Dans ce contexte, l’ensemble des intervenants a défendu l’idée de développer d’autres alternatives à plus court terme. "À l’heure actuelle, l’industrie des transports ne doit pas se focaliser uniquement sur la technologie. Il existe d’autres leviers d’actions opérationnels mais aussi comportementaux avec, par exemple, le développement des formations des conducteurs à l’éco-conduite", résume Jonas Kempe, responsable des solutions alternatives Bus Scania. Si technologiquement, les industriels présents reconnaissent que bon nombre de barrières ont été levées, c’est aujourd’hui sur le plan politique que les inquiétudes demeurent. "Nous sommes techniquement prêts mais pour investir, nous avons besoin d’une visibilité politique", confiait Martin Lundstedt.

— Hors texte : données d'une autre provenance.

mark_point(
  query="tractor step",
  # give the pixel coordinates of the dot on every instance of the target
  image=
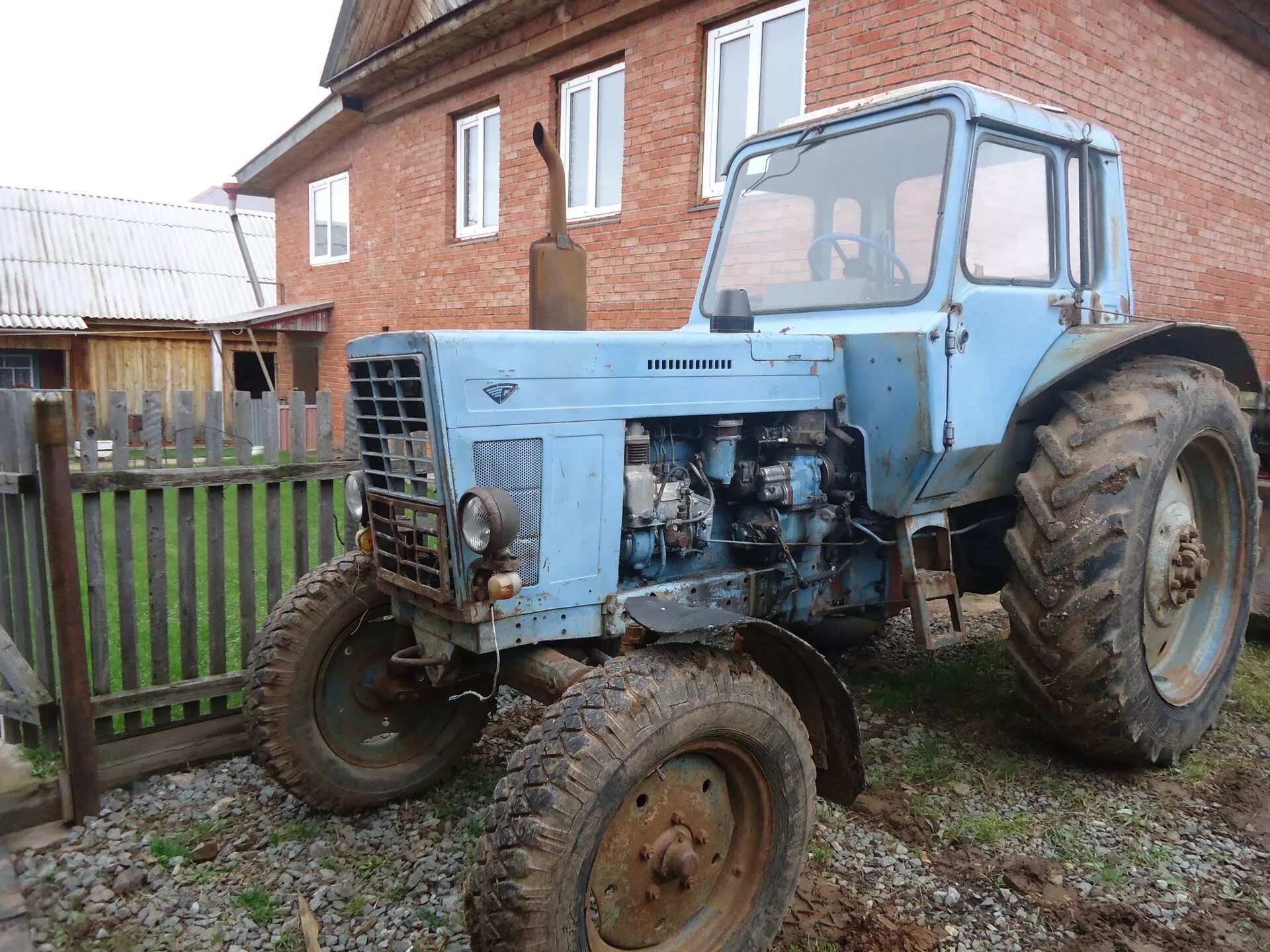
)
(934, 580)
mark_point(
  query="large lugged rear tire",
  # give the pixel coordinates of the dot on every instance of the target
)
(1133, 556)
(314, 724)
(665, 803)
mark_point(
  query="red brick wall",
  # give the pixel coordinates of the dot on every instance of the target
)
(1193, 116)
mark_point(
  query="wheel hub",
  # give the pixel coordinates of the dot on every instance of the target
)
(680, 858)
(1189, 568)
(1191, 549)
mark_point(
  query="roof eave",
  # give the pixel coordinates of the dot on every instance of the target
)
(448, 24)
(337, 41)
(325, 125)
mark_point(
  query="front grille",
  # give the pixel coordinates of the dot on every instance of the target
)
(400, 463)
(516, 466)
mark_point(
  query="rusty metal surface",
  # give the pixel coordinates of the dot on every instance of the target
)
(79, 742)
(685, 853)
(412, 547)
(541, 672)
(558, 266)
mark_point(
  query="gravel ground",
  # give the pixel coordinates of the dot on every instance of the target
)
(976, 833)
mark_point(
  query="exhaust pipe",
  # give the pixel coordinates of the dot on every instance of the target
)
(558, 266)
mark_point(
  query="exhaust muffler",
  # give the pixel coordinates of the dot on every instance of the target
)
(558, 266)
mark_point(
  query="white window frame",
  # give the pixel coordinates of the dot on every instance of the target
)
(478, 121)
(715, 38)
(591, 80)
(313, 220)
(9, 360)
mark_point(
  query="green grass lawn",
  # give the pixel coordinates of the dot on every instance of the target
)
(204, 597)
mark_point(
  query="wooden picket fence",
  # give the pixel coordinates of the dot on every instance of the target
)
(183, 549)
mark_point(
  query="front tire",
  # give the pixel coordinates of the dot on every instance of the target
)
(665, 803)
(312, 713)
(1133, 556)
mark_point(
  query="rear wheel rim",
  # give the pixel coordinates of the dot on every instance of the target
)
(1194, 553)
(683, 859)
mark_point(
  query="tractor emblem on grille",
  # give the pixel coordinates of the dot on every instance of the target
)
(499, 393)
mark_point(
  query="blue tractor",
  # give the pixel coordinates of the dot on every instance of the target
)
(913, 368)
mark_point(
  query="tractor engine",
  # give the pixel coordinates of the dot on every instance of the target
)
(706, 494)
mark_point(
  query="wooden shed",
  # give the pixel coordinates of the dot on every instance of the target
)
(112, 294)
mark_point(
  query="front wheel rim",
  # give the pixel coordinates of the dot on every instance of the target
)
(360, 725)
(683, 859)
(1194, 565)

Un constat partagé par les opérateurs et les autorités organisatrices de transport. "À chaque fois que nous changeons de ministre, nous changeons de carburant. Du coup, nous ne savons plus sur quel pied danser", confie Marc Teyssier d’Orfeuil, délégué général du Club du dernier kilomètre de livraison créé avec le Groupement des autorités responsables de transport (Gart) en mai 2011. Une remarque à laquelle Yves Lemaire, chef de bureau industrie pétrolière et nouveaux produits énergétiques à la direction générale de l’énergie et du climat (DGEC), a tenu à répondre en rappelant qu’"en 2005, le gouvernement a mis un coup d’accélérateur sur le développement des biocarburants. Aujourd’hui, nous attendons que les expérimentations sur les deuxième et troisième générations de biocarburant soient plus avancées."